老師オグチの家電カンフー

マイ精米機があれば、お米をいろいろに味わえる

カンフーには広く「訓練を積み重ねる」といった意味があります。「老師オグチの家電カンフー」は、ライターの小口覺が家電をネタに、角度を変えてさらに突き詰めて考えてみるコーナーです

スーパーから麺類や小麦粉が消えたりする昨今ですが、さすがにお米が買えなくなることはないですね。とはいえ、外出自粛ゆえお米の減りは早いし、災害に備えた備蓄も少しは欲しいところです。備蓄するなら、白米よりも鮮度が長持ちする玄米が有利。我が家にはすでに10kgほどの玄米がありますが、玄米として食べるのは私だけなので、精米機を導入してみました。

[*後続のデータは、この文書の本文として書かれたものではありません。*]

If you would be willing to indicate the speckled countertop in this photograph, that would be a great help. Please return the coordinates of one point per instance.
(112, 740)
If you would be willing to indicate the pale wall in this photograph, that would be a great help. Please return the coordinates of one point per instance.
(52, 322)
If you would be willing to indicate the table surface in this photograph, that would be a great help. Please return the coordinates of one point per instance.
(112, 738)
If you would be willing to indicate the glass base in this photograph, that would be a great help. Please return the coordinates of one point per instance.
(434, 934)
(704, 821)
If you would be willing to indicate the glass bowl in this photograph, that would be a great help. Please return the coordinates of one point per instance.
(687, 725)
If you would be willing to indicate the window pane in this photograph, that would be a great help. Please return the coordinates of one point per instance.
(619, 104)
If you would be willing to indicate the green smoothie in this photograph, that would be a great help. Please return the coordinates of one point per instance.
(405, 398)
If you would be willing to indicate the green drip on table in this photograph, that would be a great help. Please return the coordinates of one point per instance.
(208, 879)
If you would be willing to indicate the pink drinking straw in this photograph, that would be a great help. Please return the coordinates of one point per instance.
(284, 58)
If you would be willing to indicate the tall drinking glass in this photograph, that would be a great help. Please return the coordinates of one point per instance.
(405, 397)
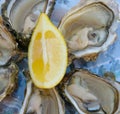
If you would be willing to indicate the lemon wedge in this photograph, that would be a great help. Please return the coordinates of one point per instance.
(47, 54)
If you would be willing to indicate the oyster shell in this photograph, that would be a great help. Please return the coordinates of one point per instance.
(21, 16)
(7, 44)
(89, 27)
(8, 77)
(91, 94)
(45, 102)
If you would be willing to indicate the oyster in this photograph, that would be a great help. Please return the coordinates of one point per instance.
(21, 16)
(8, 77)
(89, 27)
(42, 101)
(91, 94)
(7, 44)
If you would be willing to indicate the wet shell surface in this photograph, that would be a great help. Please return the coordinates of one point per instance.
(89, 27)
(8, 76)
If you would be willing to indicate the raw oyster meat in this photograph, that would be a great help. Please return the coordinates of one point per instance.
(7, 44)
(21, 16)
(8, 80)
(91, 94)
(89, 27)
(41, 101)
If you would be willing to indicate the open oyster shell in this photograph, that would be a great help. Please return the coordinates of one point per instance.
(89, 27)
(7, 44)
(8, 81)
(91, 94)
(44, 102)
(21, 16)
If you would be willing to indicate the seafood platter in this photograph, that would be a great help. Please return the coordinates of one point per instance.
(91, 84)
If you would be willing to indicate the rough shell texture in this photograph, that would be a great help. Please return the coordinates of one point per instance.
(89, 27)
(21, 16)
(8, 76)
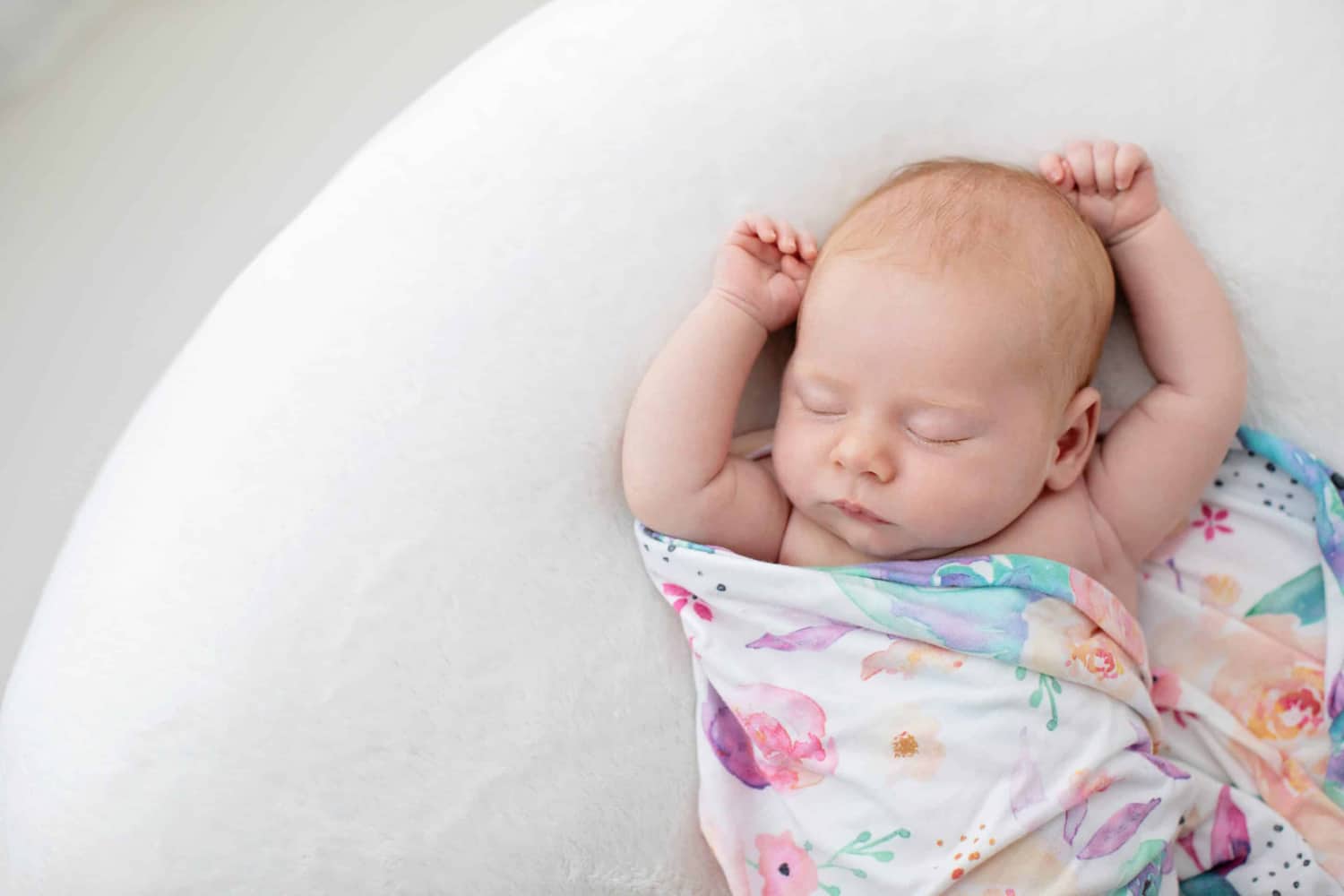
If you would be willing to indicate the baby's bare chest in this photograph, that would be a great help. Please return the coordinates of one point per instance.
(1059, 525)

購入したアイリスオーヤマの精米機、使い方はいたってシンプルです。玄米を本体の「精米かご」に入れ、分量(合数)とコースを選択し、運転ボタンをポチッとするだけ。かご自体が刃になっていて、回転することで玄米の周囲にある糠層や胚芽を取り除きます。通常の白米はもちろん、無洗米、分づき米(3分/5分/7分)、胚芽米、さらに白米をリフレッシュする「白米みがき」も可能です。

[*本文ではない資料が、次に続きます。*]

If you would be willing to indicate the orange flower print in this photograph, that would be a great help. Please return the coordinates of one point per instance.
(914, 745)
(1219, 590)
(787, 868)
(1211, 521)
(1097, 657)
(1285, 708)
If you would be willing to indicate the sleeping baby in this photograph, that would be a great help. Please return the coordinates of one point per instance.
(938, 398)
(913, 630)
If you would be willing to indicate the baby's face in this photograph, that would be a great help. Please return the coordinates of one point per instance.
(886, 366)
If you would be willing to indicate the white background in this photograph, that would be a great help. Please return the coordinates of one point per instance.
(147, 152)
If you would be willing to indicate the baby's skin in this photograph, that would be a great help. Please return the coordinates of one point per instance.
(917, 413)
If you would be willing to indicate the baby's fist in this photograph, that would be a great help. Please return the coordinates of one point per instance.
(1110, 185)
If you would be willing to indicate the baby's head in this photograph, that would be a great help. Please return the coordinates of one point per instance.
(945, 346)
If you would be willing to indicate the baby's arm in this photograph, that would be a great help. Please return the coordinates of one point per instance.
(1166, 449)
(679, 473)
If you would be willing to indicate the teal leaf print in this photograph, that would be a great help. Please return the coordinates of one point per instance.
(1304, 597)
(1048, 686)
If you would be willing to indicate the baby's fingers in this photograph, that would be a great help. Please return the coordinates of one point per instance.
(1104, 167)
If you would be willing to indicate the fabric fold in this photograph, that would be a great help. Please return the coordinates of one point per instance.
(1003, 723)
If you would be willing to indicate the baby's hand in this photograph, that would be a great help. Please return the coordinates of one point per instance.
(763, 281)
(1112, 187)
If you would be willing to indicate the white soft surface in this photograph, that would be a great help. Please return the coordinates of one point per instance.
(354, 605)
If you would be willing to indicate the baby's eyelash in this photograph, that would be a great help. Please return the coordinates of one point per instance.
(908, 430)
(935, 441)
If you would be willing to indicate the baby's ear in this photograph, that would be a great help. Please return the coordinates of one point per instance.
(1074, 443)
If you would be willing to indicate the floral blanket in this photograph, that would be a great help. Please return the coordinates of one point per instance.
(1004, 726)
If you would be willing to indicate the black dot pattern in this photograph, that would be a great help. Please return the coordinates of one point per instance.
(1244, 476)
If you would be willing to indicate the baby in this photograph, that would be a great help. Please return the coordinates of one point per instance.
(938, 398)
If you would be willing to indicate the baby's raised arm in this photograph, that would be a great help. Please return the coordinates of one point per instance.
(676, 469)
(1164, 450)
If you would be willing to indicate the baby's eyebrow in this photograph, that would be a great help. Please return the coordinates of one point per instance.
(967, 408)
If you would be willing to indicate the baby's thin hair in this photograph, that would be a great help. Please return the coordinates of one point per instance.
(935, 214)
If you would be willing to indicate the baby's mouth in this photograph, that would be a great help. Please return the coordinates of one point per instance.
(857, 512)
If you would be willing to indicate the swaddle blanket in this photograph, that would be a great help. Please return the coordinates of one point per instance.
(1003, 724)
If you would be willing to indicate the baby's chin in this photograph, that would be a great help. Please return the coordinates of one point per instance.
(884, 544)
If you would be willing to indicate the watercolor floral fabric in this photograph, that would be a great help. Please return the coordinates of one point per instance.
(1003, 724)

アイリスオーヤマ『米屋の旨み 銘柄純白づき精米機 RCI-B5-W』(実売価格:10,980円)。精米容量は1合〜5合。コースは「白米」「純白米」「無洗米」「白米みがき」「3分」「5分」「7分」「胚芽米」。銘柄別の精米機能も搭載する

付属の計量カップは1合(180ml)よりも大きく(200ml)、糠などが除去された分、少なくなるわけです。とはいえ、3カップを精米して3合ぴったりになるわけではなく、炊飯する際は改めて計量する必要があります。

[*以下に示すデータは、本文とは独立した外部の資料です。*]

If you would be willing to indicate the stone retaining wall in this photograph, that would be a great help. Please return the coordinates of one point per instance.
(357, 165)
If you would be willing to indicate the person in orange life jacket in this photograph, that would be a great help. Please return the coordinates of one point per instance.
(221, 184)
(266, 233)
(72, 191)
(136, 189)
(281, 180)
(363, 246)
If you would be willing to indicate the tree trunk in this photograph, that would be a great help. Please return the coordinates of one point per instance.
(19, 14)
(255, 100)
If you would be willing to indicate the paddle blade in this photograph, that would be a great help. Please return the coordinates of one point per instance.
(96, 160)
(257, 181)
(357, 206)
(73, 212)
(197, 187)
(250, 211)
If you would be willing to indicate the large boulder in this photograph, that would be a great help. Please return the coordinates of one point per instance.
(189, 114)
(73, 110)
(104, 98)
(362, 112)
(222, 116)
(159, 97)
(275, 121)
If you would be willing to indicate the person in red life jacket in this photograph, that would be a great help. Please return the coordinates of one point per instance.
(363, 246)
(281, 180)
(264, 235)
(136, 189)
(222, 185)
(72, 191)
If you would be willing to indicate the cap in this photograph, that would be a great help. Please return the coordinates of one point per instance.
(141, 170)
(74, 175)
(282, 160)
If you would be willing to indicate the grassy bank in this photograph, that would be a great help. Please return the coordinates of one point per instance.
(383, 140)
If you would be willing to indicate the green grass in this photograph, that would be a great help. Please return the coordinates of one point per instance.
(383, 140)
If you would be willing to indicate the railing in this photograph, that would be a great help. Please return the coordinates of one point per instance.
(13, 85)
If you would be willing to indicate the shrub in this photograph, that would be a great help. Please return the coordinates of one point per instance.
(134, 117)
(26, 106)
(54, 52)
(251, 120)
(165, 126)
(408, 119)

また、精米されて売られている白米に比べると、お米に残る糠(ぬか)や、砕けて小さくなった白米が目立ちます。いつもよりも念入りにお米をとぐ必要が出てきます。このあたりは、プロが使用する精米機には敵いません。とはいえ、精米してすぐに炊くごはんは、いつもよりもふっくら、みずみずしさも感じられて美味しいですね。

精米機のメリットは、白米よりも精米の加減を抑えた分づき米にあるかもしれません。
白米で気になる、お米が砕けてしまう現象も発生しませんし、糠層や胚芽にはビタミンB1/B6/Eといった栄養素も豊富です。市販のサプリメントに匹敵するほどの量はありませんが、せっかくお米にあった成分ですからね。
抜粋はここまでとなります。